F didn't answer immediately; he just looked at me. So she turned and looked at me too. The pressure of their two gazes gave me back the power of movement. I stealthily shifted position, trying to escape. To my dismay, their eyes followed me. So it was true; they could see me perfectly well.
"I'm afraid there's no other way," F said. "You're going to have to come out of the wall, A."
Thirteen
"A party," F said. "A Halloween party."
"A party," Kirsty said scornfully. "That is the dumbest thing I ever heard in my life. Shy people absolutely hate parties."
It was two days later, and Kirsty and F were still squabbling over the details of my introduction into society. My terror slowly died down as I realized that nothing was going to happen to me immediately; that at least for the moment my only role was to listen to the debate raging around me and serve juice and cookies.
In any case, I had another card up my sleeve. I knew something, something that would completely derail any plans that Mother and Mr. Albright might have. It seemed a little odd, actually, that no one but I had noticed that a very definite impediment to the marriage existed. However, I felt reasonably secure, and in the meantime I was enjoying the novel experience of being fussed over by F and Kirsty.
"Listen," F said, "I've been doing some research on this..."

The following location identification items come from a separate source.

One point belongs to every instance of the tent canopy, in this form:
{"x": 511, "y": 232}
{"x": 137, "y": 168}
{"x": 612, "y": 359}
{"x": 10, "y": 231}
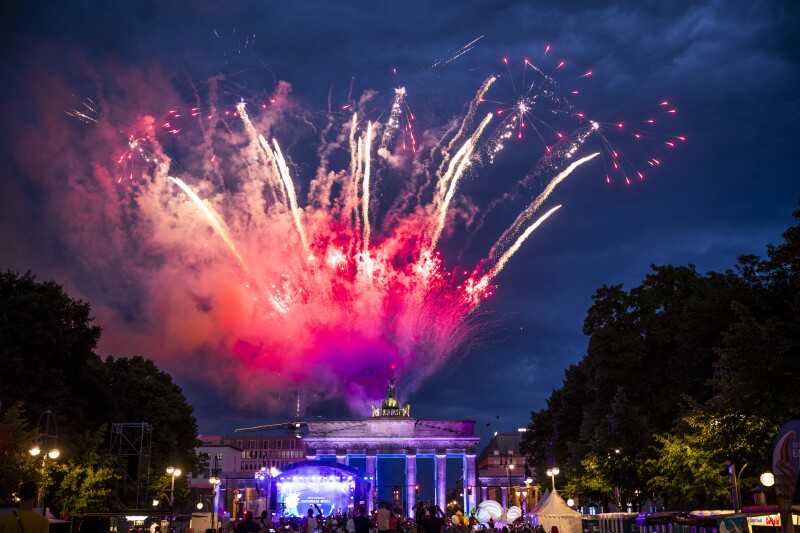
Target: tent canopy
{"x": 554, "y": 511}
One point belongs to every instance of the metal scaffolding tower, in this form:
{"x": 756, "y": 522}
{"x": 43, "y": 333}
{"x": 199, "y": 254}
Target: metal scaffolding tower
{"x": 131, "y": 444}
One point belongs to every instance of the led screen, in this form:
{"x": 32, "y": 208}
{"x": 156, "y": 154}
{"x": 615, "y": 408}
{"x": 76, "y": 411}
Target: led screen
{"x": 326, "y": 487}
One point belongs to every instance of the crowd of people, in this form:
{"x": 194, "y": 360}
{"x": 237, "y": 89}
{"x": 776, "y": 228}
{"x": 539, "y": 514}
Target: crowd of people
{"x": 428, "y": 519}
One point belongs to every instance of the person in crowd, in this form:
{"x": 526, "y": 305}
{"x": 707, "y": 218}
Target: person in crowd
{"x": 248, "y": 525}
{"x": 382, "y": 516}
{"x": 419, "y": 515}
{"x": 24, "y": 518}
{"x": 361, "y": 522}
{"x": 312, "y": 522}
{"x": 433, "y": 522}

Kirsty groaned. F had gone to the public library and checked out a big stack of books about shyness (amazing! I never knew that such a body of literature existed) and now spoke a language largely incomprehensible to us, using terms like "agoraphobia" and "fear hierarchies," and debating the value of "flooding therapy" over "systematic desensitization."
I thought that th
is scholarship was very impressive and settled down contentedly with my sewing to listen and admire. Kirsty, on the other hand, seemed annoyed by F's cleverness. I suspect she rather resented the fact that she couldn't make heads or tails of what he was talking about.
"C'mon, Kirsty, listen. I mean it. We don't have time for all that gradual one-day-at-a-time stuff." F gestured vigorously with both arms as if he would create a brave new spirit for me out of thin air and his own will. His zeal received a bit of a check when he inadvertently banged his right hand on the underside of a stair tread. "Ow! That hurt." He broke off to suck his knuckles. "We'll just have to push her off the dock," he continued cheerfully, "and see if she can swim." His eyes brightened, and he actually rubbed his hands gleefully at the thought.
I gasped for air, feeling the metaphorical waters already closing over my head. I pictured a crowd standing on the shore, a sea of staring, critical faces watching me as I sank for the third time.
"And what if she can't swim?" Kirsty demanded.
I looked anxiously at F. I also wanted to know the answer to that question.
F looked impatient. "If she can't, she can't. We'll be right there," he said, turning kindly toward me. "Nobody's going to eat you, you know. It's just gonna be an uncomfortable hour or two."
I felt a little faint. An hour or two!
"There's nothing to worry about, A. I'll protect you."
F reached out and patted my arm.
I stared down at my arm, at the place where his hand had touched my skin, thinking to see a small charred spot where flesh had met flesh. My panic was gone, swallowed up in wonder. F had touched me, and I had not burst into flames or shattered like glass or sunk through the floor like a stone into a well. I rubbed the place on my skin gently. It didn't even hurt. How long, I wondered, had it been since anyone had touched me?
"Pay attention, A," F said. "This is the good part."
I sat up obediently and tried to give my mind to what he was saying. It was nice to know that there was going to be a good part.
"This," F continued triumphantly, "is where my plan is so brilliant. Don't you see? It'll be a Halloween party. A costume party."